Et si la peur vient se rajouter, gâchant les années qui restent et même parfois les années passées, alors à quoi bon prolonger cette existence ? Il vaut mieux gagner en qualité. C’est comme avoir un métier stressant et prendre des calmants qui bousillent un autre organe rajoutant au mieux de l’inconfort (surtout au départ) et augmentant indirectement la source de stress de cette activité malsaine. Il faut savoir lâcher-prise, se donner du mou pour regagner un état d’équilibre et oublier les objectifs de croissance, car la vie n’est pas compatible avec cette dernière. La croissance est un mouvement linéaire ascendant alors que la vie est faite de cycles. C’est pourquoi le plus souvent les actifs qui partent en retraite vivent mal ce nouveau départ, ce nouveau cycle, comme une rupture dans les objectifs de croissance fixés par leur emploi.

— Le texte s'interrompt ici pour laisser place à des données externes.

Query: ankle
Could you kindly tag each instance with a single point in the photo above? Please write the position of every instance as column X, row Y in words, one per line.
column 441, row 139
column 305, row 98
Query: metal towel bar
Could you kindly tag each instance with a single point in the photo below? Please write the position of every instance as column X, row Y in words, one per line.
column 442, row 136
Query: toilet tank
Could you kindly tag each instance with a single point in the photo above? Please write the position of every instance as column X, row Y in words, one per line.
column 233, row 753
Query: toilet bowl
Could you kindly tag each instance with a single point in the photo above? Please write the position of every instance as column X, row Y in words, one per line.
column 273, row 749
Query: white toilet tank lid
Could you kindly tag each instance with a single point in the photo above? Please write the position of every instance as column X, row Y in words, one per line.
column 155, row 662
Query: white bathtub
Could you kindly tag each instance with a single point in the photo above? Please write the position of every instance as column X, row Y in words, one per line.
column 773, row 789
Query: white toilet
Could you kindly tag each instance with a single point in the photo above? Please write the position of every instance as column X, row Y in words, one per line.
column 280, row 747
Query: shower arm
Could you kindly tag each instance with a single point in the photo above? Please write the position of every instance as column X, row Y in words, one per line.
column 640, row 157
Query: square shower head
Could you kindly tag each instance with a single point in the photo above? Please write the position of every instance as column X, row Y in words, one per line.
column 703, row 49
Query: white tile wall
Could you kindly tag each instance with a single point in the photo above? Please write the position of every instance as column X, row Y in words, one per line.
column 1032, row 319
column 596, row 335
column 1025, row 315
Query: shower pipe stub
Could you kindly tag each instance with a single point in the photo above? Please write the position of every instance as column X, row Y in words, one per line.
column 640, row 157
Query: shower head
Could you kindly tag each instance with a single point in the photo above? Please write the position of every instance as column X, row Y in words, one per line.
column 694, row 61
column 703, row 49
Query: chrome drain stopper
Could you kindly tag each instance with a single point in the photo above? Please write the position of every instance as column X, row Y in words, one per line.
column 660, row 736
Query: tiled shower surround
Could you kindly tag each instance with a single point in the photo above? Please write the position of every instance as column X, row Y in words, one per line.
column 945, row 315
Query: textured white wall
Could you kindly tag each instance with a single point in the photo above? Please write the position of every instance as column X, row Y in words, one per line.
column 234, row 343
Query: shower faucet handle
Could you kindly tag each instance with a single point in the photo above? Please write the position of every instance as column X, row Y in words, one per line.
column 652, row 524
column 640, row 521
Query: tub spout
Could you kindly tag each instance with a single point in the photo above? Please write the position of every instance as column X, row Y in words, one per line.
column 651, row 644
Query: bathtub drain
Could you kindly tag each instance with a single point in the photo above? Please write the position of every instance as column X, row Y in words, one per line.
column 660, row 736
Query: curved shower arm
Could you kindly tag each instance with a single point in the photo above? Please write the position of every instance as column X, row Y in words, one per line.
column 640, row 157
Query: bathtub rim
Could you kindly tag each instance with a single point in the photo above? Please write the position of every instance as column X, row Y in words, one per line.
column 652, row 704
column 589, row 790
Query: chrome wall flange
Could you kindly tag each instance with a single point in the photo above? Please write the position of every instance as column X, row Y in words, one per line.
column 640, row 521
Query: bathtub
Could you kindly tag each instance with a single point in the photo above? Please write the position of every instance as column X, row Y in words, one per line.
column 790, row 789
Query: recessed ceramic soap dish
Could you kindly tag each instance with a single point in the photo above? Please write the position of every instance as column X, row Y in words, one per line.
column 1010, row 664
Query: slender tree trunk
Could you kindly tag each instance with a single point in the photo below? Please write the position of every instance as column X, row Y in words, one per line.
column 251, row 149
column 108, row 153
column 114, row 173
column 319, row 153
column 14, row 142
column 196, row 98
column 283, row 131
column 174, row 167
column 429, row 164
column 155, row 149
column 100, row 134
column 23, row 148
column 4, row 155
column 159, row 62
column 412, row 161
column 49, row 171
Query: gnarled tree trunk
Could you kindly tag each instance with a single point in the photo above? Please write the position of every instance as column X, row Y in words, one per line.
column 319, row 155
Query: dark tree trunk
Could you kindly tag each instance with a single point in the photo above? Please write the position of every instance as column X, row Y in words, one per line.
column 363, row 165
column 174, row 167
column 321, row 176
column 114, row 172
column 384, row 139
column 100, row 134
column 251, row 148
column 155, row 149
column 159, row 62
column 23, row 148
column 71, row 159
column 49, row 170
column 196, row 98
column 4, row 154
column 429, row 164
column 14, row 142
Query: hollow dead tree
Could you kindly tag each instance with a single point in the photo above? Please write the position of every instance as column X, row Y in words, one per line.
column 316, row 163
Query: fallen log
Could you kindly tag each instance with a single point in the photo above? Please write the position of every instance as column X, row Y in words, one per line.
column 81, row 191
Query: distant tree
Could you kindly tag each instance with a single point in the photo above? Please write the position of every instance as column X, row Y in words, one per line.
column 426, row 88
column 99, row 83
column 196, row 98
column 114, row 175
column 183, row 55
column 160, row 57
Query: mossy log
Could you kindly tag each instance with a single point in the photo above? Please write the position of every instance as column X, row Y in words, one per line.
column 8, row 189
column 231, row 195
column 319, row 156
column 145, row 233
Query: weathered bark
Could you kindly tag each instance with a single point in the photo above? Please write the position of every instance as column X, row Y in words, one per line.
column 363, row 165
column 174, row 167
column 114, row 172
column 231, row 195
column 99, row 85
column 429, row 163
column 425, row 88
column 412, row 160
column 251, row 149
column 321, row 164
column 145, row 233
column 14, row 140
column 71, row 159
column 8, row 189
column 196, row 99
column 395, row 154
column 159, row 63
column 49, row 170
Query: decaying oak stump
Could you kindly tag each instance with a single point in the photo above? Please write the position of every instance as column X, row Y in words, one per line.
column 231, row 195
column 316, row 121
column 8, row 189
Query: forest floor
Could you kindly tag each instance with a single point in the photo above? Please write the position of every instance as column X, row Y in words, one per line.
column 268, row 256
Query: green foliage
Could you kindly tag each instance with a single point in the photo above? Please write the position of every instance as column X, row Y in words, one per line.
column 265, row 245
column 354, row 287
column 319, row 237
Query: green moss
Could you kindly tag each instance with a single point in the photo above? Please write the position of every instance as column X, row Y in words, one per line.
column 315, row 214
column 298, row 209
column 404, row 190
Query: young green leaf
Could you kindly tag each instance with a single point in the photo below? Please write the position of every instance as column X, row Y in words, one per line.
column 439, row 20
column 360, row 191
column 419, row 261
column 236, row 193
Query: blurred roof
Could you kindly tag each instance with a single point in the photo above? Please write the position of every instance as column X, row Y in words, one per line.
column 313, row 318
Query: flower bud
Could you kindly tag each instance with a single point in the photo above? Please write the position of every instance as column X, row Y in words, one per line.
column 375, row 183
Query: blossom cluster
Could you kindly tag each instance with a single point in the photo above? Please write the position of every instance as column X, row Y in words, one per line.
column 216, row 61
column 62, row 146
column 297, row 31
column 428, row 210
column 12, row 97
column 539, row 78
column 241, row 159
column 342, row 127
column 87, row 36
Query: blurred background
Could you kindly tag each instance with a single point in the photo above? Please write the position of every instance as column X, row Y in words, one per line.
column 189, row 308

 »Les Occidentaux sont partis à la découverte de cette base de données par l’extérieur, parce qu’ils ont toujours vécu dans l’idée d’un dieu intervenant, dogmatique, d’un principe mâle, paternel. Les chamans l’ont exploré par l’intérieur, l’expérience individuelle, la connaissance intime de leur environnement. Les uns ont accusé la femme du jardin d’Eden et rejeté le concept de la déesse-mère pour isoler et disséquer les mécanismes du monde. Les autres n’ont jamais cessé de regarder la Terre comme leur nourricière, »

Il suffit de prendre comme exemple notre médecine. Elle est unique bien qu’universelle. Certains diraient qu’elle est scientifique a contrario des autres approches mais croyez-vous que la médecine chinoise ne soit pas une approche scientifique ? Toutes observations, classifications, minutieuses afin d’appliquer les traitements adéquats participe à la démarche scientifique et ce n’est pas parce que les autres médecines ne dissèquent pas les molécules qu’elles sont moins scientifiques.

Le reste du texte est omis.